Zur eigentlichen Steuerung von Raumfahrzeugen und technischen Geräten kommen ausschließlich speziell entwickelte und angepasste Systeme zum Einsatz, die unabhängig von gängigen Betriebssystemen entstanden.

Fazit

Linux ist auch bei von Hoerner & Sulger nicht das Allheilmittel. Das freie Betriebssystem bietet jedoch viele Ansätze, die es der Firma erlauben, ihren Workflow deutlich effizienter zu gestalten, als das mit Windows möglich wäre. Darüber hinaus erfüllen Linux und Open Source gerade in den Punkten Nachhaltigkeit und Flexibilität einige der Grundanforderungen an die Weltraumforschung, da die Projekte meist über mehrere Jahre laufen. 

Glossar

FPGA

Steht für Field Programmable Gate Array.
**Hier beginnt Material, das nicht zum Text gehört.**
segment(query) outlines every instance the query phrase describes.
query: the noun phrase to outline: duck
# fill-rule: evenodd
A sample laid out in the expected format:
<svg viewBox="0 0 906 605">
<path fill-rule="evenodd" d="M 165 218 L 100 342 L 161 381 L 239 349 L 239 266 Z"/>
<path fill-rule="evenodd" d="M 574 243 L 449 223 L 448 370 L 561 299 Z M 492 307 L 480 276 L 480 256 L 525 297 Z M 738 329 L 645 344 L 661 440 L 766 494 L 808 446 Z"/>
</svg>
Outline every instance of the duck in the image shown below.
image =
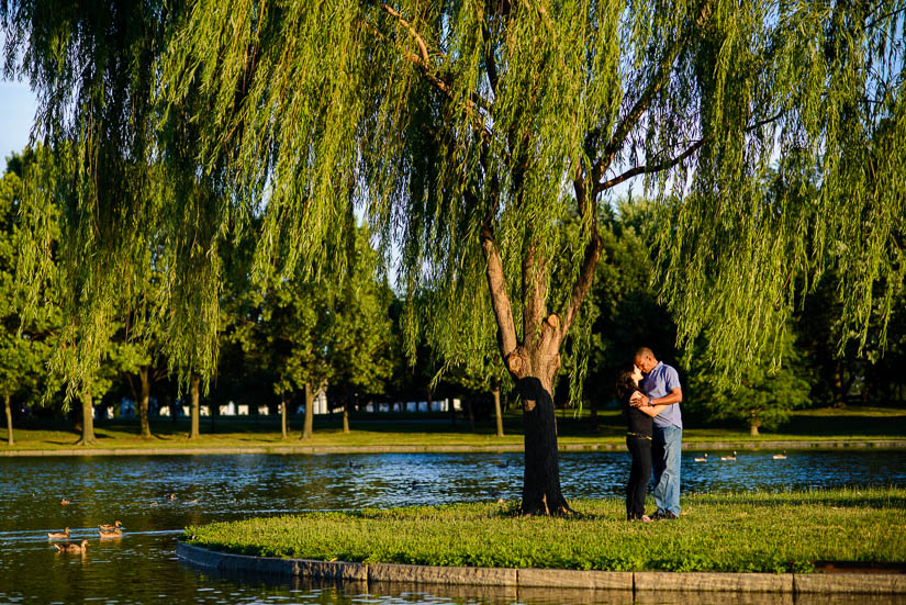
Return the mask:
<svg viewBox="0 0 906 605">
<path fill-rule="evenodd" d="M 120 523 L 119 520 L 114 520 L 113 525 L 101 524 L 101 525 L 98 526 L 98 529 L 100 529 L 101 531 L 119 531 L 121 525 L 123 525 L 123 524 Z"/>
<path fill-rule="evenodd" d="M 69 539 L 69 528 L 67 527 L 63 531 L 51 531 L 51 533 L 47 534 L 47 538 L 52 539 L 52 540 L 56 539 L 56 538 L 63 538 L 65 540 L 68 540 Z"/>
<path fill-rule="evenodd" d="M 88 540 L 77 545 L 54 545 L 58 552 L 85 552 L 88 550 Z"/>
</svg>

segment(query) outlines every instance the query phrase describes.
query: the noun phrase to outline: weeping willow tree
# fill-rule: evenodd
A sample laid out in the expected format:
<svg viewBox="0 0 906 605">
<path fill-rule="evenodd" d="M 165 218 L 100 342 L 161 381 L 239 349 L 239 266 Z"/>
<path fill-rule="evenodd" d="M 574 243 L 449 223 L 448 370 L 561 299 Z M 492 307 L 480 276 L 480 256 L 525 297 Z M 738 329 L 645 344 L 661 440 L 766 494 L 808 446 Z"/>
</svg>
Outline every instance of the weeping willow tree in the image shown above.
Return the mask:
<svg viewBox="0 0 906 605">
<path fill-rule="evenodd" d="M 109 285 L 141 266 L 153 226 L 174 250 L 171 334 L 198 330 L 215 305 L 219 238 L 260 215 L 255 275 L 323 277 L 355 203 L 410 301 L 483 296 L 434 306 L 459 325 L 482 325 L 490 303 L 523 402 L 527 514 L 570 511 L 551 390 L 601 256 L 596 210 L 618 184 L 639 180 L 656 200 L 659 289 L 681 339 L 707 326 L 724 368 L 770 352 L 796 289 L 831 265 L 862 336 L 875 289 L 890 315 L 884 284 L 903 279 L 903 0 L 99 3 L 141 14 L 135 45 L 85 25 L 90 11 L 60 7 L 64 21 L 38 4 L 7 1 L 0 14 L 26 49 L 43 130 L 65 125 L 77 152 L 64 227 L 94 259 L 69 265 L 91 278 L 85 313 L 119 295 Z M 45 21 L 66 35 L 35 35 Z M 130 63 L 155 31 L 153 67 Z M 141 105 L 144 89 L 83 83 L 108 54 L 154 83 L 159 157 L 183 167 L 182 186 L 163 188 L 172 194 L 80 193 L 93 191 L 87 152 L 113 145 L 141 173 L 157 159 L 97 135 L 97 98 L 66 96 L 81 82 L 113 98 L 104 111 L 123 90 Z M 767 197 L 759 183 L 781 156 L 817 171 L 820 194 Z M 199 203 L 186 184 L 217 194 Z M 420 325 L 452 325 L 415 305 L 409 316 L 411 345 Z M 445 352 L 465 340 L 443 339 Z"/>
</svg>

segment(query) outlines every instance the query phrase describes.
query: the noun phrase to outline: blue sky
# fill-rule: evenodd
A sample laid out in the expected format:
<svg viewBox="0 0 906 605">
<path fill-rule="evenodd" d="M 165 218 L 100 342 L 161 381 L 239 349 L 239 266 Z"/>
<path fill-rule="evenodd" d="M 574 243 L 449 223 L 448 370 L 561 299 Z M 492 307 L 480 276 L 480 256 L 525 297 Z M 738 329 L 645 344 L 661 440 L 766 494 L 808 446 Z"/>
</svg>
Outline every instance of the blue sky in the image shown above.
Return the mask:
<svg viewBox="0 0 906 605">
<path fill-rule="evenodd" d="M 37 101 L 24 82 L 0 80 L 0 171 L 7 157 L 29 143 Z"/>
</svg>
Dabei handelt es sich um programmierbare Logikbausteine. Sie zeichnet aus, dass sie durch die Konfiguration interner Strukturen in der Lage sind, beinahe beliebige digitale Schaltungen abzubilden.

RH

Radiation Hard. Der Hersteller der FPGAs garantiert eine Strahlenfestigkeit, die für den Einsatz im Weltraum ausreicht.